The excellent Bill Simmons from ESPN was taking Q&A from readers the other day on the topic of Tiger Woods and his current troubles. A reader, Josh Simmons from Omaha Nebraska pointed to the incredible parallels between the Woods situation and the trouble hero Don Draper from the hit AMC show Mad Men. The commentary on that similar is fascinating (especially if you have been a Mad Men fan):
Q: The other night I was examining the Tiger Woods scenario, and it hit me. Tiger Woods’ situation is exactly like that of Don Draper in “Mad Men.” Both of their wives are beautiful. They both have kids. They’re both rich. Both women found out from outside sources (Betty from Jimmy Barrett, Tiger’s wife from his cell phone). Am I crazy?
— Josh Peterson, Omaha
SG: Over the past two weeks, maybe six readers made that connection, and every time I was furious I didn’t think of it first. It’s a mildly mind-blowing analogy. In Season 1, Don Draper was the golden boy with the perfect life on paper who thought the rules didn’t apply to him. In Season 2, everything fell apart and his web of secrets began to surface. In Season 3, the secrets finally came out. Humbled, he tried to pick up the pieces, lost his family, lost his mojo to some degree and eventually ended up taking a huge career gamble. Sound familiar? Like Draper, Tiger is the absolute best at what he does. And like Draper, no matter how much turmoil there is, he will survive. People will always forgive the best as long as they’re the best. That’s just the way life works.

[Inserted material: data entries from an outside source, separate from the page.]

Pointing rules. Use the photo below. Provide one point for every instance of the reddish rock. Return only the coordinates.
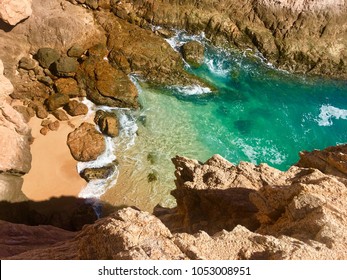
(86, 143)
(75, 108)
(68, 86)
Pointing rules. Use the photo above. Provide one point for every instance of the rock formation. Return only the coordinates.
(12, 12)
(301, 36)
(14, 161)
(86, 143)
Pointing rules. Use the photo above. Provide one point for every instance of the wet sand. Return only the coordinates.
(53, 170)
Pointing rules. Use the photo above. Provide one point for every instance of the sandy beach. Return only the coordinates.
(53, 170)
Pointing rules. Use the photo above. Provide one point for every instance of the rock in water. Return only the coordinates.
(193, 53)
(86, 143)
(14, 11)
(56, 101)
(107, 122)
(75, 108)
(46, 56)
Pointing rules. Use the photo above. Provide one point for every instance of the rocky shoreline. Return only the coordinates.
(244, 211)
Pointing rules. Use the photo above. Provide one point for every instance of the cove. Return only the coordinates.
(257, 114)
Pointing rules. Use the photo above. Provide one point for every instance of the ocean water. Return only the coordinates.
(257, 114)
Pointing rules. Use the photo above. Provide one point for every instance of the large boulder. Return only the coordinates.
(47, 56)
(14, 11)
(56, 101)
(107, 122)
(68, 86)
(15, 157)
(193, 53)
(86, 143)
(75, 108)
(106, 85)
(104, 172)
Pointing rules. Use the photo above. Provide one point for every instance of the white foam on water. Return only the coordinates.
(269, 153)
(328, 113)
(191, 90)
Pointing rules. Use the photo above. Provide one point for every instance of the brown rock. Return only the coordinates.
(56, 101)
(27, 112)
(106, 85)
(60, 115)
(86, 143)
(17, 238)
(68, 86)
(44, 130)
(104, 172)
(54, 125)
(65, 66)
(193, 53)
(332, 160)
(27, 63)
(75, 51)
(107, 122)
(75, 108)
(129, 234)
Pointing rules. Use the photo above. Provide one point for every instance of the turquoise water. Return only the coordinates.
(257, 114)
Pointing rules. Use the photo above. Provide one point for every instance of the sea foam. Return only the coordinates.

Throw in the moral component (the husband and father who betrayed his family) and that’s where these things get dicey for fans. We only know Tiger the golfer. Really, that’s all we want to know. Whether his marriage heals or disintegrates isn’t really our business. But we are voyeurs when it comes to our favorite athletes. They thrill us, keep us guessing, keep us on our toes, keep us watching. During the average golf tournament, cameras capture every reaction and emotion from the closest of angles — triumph, anguish, fury, frustration, panic, you name it — which deceives us into thinking we know these guys better than we do. How many times did you hear someone say “Can you believe Tiger did that?” over these past two weeks. Like we knew him. And we didn’t.
During the last episode of Season 1, Don Draper gave a sales presentation to a camera company. At this point, through 12-plus episodes, the viewer was still trying to figure him out as a human being. What’s important to him? What’s his background? What are his morals? Does he live by any code? He’s a hero and an anti-hero, the leading man who might be leading us astray. Draper turns off the lights and shows a series of slides to the camera people, pitching them on an idea called “The Carousel.”
The angle is nostalgia. The slides are pictures of his family. Draper starts flicking through them, preys on their emotions and goes for the kill.
“In Greek,” he says, “nostalgia literally means ‘the pain from an old wound.’ It’s a twinge in your heart, far more powerful than memory alone. This device isn’t a spaceship. It’s a time machine. It goes backward, forward. It takes us to a place where we ache to go again.”
Now Draper finds himself getting pulled into the moment. Here are these pictures of the perfect American family — his family — only he can’t feel any connection to them at all. Really, it’s more of a Perfect American Family On Paper. They might as well be a new Cadillac or a house with a fence. Just because your family looks perfect doesn’t mean you’re a family man. The realization makes his eyes glisten. Or so we think.
“It’s not called the wheel,” he continues, his speech slowing. “It’s called the Carousel. It lets us travel the way a child travels. Round and around and back home again. To a place where we know we’re loved.”
Draper clicks through the last slide. It’s a picture of him and his blonde wife on their wedding day. The end. The rest of the room remains frozen in awe. Even Draper seems a little choked up. One of his co-workers (who was having problems with his marriage) hustles out of the room, fighting off tears. The lights go on. And just like that, Draper doesn’t seem so choked up anymore. There’s a hint of a satisfied smile on his face. Just for a second. Was it a performance? Did he feel the connection? Was it a little of both?
It’s the best scene in the history of the show. It tells you everything you would ever want to know about Don Draper. Only he knows how he felt, or if he was feeling anything at all. But he should have been feeling something. You could say the same thing about Tiger Woods, a public figure handling a decidedly private matter right now. He needs a Carousel. He needs to go backward. He needs to go round and around and back home again. And he can’t.